Appendix: Periodic Metadata Refresh Strategy

  • Distributed Plan for Large volume of Metadata

    To handle large volume of metadata effectively, StarRocks employs a distributed approach using multiple BE and CN nodes. This method leverages the parallel computing capabilities of modern query engines, which can distribute tasks such as reading, decompressing, and filtering manifest files across multiple nodes. By processing these manifest files in parallel, the time required for metadata retrieval is significantly reduced, leading to faster job planning. This is particularly beneficial for large queries involving numerous manifest files, as it eliminates single-point bottlenecks and enhances overall query execution efficiency.

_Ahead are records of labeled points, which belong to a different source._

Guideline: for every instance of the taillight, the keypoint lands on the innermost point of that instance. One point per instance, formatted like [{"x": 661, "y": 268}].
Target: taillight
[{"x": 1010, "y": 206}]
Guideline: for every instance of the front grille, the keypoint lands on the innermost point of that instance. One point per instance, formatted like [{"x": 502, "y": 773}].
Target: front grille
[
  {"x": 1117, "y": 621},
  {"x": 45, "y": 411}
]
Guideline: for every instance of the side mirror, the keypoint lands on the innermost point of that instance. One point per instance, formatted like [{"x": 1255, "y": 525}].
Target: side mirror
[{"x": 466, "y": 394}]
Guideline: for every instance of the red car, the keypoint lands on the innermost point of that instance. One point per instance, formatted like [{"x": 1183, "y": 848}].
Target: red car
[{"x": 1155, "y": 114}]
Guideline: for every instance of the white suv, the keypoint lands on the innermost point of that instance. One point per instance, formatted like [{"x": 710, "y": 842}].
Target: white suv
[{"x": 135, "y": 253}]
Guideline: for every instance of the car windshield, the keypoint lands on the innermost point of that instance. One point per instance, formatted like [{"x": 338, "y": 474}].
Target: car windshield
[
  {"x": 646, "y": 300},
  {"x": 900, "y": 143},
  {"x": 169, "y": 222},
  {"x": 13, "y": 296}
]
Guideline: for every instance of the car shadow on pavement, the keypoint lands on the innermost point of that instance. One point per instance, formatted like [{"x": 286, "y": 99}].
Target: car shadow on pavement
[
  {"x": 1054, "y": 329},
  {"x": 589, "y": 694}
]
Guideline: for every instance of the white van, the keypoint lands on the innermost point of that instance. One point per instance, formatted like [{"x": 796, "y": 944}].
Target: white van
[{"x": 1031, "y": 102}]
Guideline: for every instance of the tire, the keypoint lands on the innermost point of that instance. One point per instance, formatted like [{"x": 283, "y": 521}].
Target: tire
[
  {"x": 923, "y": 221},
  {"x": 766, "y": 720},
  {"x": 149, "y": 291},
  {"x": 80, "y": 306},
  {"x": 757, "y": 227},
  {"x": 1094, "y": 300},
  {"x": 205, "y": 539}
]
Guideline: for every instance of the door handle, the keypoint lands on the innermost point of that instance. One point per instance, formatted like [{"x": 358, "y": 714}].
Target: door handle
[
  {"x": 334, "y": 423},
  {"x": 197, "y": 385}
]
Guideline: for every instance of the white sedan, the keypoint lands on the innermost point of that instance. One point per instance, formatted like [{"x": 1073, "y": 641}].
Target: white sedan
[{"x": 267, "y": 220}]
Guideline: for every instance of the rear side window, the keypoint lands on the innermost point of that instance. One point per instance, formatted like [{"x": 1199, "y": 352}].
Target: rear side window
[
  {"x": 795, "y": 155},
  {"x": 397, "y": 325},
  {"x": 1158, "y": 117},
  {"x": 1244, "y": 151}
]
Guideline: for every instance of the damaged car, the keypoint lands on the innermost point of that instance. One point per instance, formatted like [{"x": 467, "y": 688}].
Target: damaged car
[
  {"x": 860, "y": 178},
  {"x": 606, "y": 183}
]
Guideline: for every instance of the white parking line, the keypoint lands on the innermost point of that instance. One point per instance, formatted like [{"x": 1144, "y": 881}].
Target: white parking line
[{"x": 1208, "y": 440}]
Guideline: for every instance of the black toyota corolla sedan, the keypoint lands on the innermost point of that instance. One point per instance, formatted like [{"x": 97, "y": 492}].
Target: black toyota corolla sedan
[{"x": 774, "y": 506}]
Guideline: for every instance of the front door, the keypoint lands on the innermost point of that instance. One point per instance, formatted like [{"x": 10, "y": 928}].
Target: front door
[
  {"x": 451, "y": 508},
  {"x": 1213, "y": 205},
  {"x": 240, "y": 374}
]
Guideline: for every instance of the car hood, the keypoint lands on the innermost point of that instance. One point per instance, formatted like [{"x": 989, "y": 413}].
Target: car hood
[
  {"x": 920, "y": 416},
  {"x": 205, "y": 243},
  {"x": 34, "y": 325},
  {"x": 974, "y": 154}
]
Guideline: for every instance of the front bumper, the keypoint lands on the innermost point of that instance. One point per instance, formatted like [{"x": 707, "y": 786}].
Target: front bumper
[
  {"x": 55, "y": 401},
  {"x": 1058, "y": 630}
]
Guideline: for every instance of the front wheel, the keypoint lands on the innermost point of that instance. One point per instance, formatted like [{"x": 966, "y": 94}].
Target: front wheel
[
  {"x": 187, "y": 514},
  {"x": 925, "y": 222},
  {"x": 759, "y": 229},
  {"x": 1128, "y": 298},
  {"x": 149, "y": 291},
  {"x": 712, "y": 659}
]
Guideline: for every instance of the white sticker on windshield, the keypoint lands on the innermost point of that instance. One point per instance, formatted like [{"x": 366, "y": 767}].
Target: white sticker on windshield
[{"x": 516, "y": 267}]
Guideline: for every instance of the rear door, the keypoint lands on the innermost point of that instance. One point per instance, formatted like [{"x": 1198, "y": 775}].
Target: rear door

  • Local Plan for Small volume of Metadata

    For smaller queries, where the repeated decompression and parsing of manifest files can introduce unnecessary delays, a different strategy is employed. StarRocks caches deserialized memory objects, especially Avro files, to address this issue. By storing these deserialized files in memory, the system can bypass the decompression and parsing stages for subsequent queries. This caching mechanism allows direct access to the required metadata, significantly reducing retrieval times. As a result, the system becomes more responsive and better suited to meet high query demands and materialized view rewriting needs.

  • Adaptive Metadata Retrieval Strategy (Default)

    StarRocks is designed to automatically select the appropriate metadata retrieval method based on various factors, including the number of FE and BE/CN nodes, their CPU core counts, and the number of manifest files required for the current query. This adaptive approach ensures that the system dynamically optimizes metadata retrieval without the need for manual adjustment of metadata-related parameters. By doing so, StarRocks provides a seamless experience, balancing between distributed and local plans to achieve optimal query performance under different conditions.

You can adjust the Iceberg metadata caching plan using the system variable plan_mode.